Transportation Act allowed transportation to the colonies for seven years, fourteen years or for life. Between 1719 and 1776 some 30,000 people were transported. As with gaols, transportation was run as a business. For example, Stephenson and Randolph of Bristol called themselves ‘felon-dealers’. They arranged for the transport of convicts and sold them to the Caribbean plantations for up to £80 each.

1775-1783

American War of Independence. Transportation to America ended. This created a crisis as British prisons could not cope with the overcrowding caused by the sudden ending of transportation. Disused ships or hulks were used for emergency prison accommodation but conditions on these ships were poor and many prisoners died.

1787-88

Australia was used as an alternative for transportation. The First Fleet left England in 1787 and arrived at Botany Bay in early 1788. First offenders were sent to New South Wales. Habitual criminals were send to Van Dieman’s Land [Tasmania].

1830s

Development of the Assignment System by which convicts were ‘assigned’ to free settlers and had to work for them. In due course a convict could get a ticket-of-leave [after four years of a seven year sentence], then a conditional pardon [one or two years later] and finally an absolute pardon or certificate of freedom.

1838

The Molesworth Committee of Transportation concluded that between 1787 and 1836 75,200 convicts had been sent to Australia at a cost of £8 million. The Committee wanted transportation stopped and replaced by sentences with hard labour at home.

1842

The assignment system was replaced by the Probation System. This was more severe but equally unsatisfactory.

1853

Transportation to Tasmania stopped. Instead convicts were sent to Western Australia. The Penal Servitude Act 1853 introduced the ticket-of-leave system, a conditional pardon with remission granted towards the end of a sentence to any convict not guilty of idleness or misconduct. Initially the press and MPs appeared to have been sympathetic to convicts released on licence in this way, especially if they were unable to get work or were harassed by the police. Attitudes quickly changed. By the mid 1850s some MPs and sections of the press had become hostile linking the rise in violent crime with ticket-of-leave men now prowling the streets rather than being transported. Amending legislation tightened up the system in 1857 but concerns erupted again with the garrotting panic of 1862. A Royal Commission was appointed to investigate the legislation relating to transportation and penal servitude. Its report resulted in the Penal Servitude Act 1864 that required police supervision of ticket-of-leave men and specified minimum sentences of penal servitude: five years for a first offence and seven years for any subsequent.

1857

Transportation abolished as a judicial sentence mainly as a result of pressure from the colonies.

1867

Transportation ended.

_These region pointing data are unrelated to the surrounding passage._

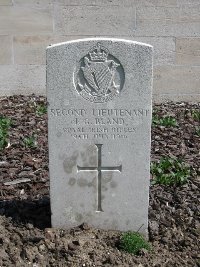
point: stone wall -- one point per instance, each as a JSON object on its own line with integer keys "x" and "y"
{"x": 171, "y": 26}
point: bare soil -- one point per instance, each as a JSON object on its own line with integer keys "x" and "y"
{"x": 26, "y": 236}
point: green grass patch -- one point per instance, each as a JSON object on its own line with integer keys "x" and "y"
{"x": 170, "y": 171}
{"x": 166, "y": 121}
{"x": 133, "y": 242}
{"x": 195, "y": 114}
{"x": 197, "y": 131}
{"x": 5, "y": 124}
{"x": 30, "y": 141}
{"x": 41, "y": 109}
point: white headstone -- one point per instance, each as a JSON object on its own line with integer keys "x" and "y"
{"x": 99, "y": 120}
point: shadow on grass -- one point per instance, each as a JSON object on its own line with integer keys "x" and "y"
{"x": 36, "y": 212}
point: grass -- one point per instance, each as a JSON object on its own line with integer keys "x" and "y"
{"x": 133, "y": 242}
{"x": 5, "y": 124}
{"x": 30, "y": 141}
{"x": 167, "y": 121}
{"x": 41, "y": 109}
{"x": 170, "y": 171}
{"x": 195, "y": 114}
{"x": 197, "y": 131}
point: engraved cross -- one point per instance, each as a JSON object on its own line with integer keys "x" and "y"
{"x": 99, "y": 169}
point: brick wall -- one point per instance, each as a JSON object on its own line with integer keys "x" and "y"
{"x": 171, "y": 26}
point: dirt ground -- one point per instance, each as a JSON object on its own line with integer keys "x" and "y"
{"x": 26, "y": 238}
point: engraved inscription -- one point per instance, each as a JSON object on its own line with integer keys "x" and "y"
{"x": 99, "y": 169}
{"x": 101, "y": 124}
{"x": 99, "y": 76}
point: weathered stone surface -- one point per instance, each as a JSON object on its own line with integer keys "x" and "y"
{"x": 102, "y": 20}
{"x": 188, "y": 51}
{"x": 31, "y": 49}
{"x": 5, "y": 49}
{"x": 16, "y": 19}
{"x": 163, "y": 47}
{"x": 95, "y": 2}
{"x": 176, "y": 80}
{"x": 34, "y": 3}
{"x": 99, "y": 133}
{"x": 6, "y": 3}
{"x": 168, "y": 21}
{"x": 22, "y": 79}
{"x": 156, "y": 3}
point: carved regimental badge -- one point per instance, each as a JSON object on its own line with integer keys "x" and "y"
{"x": 99, "y": 76}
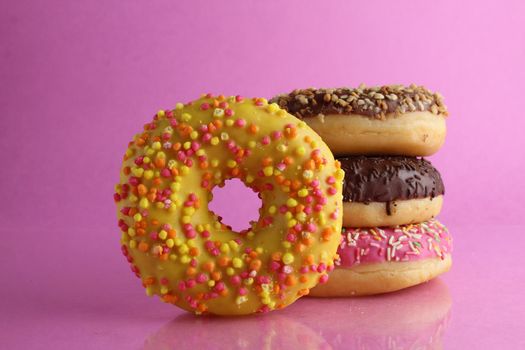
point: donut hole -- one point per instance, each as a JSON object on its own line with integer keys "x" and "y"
{"x": 235, "y": 204}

In total 150,000 people were sent to Australia; only one in eight of them were women.

With hangings greatly reduced and transportation also stopped, prison was now the main punishment for criminals in Britain.


[1] D.D. Cooper The Lesson of the Scaffold, Allen Lane, 1974 examines the debate about public executions.

[2] G. Rudé has produced two books on crime and punishment: Protest & Punishment: The Story of the Social and Political Protesters transported to Australia 1788-1868, OUP, 1978 and Criminal and Victim: Crime and Society in Early Nineteenth-Century England, OUP, 1985.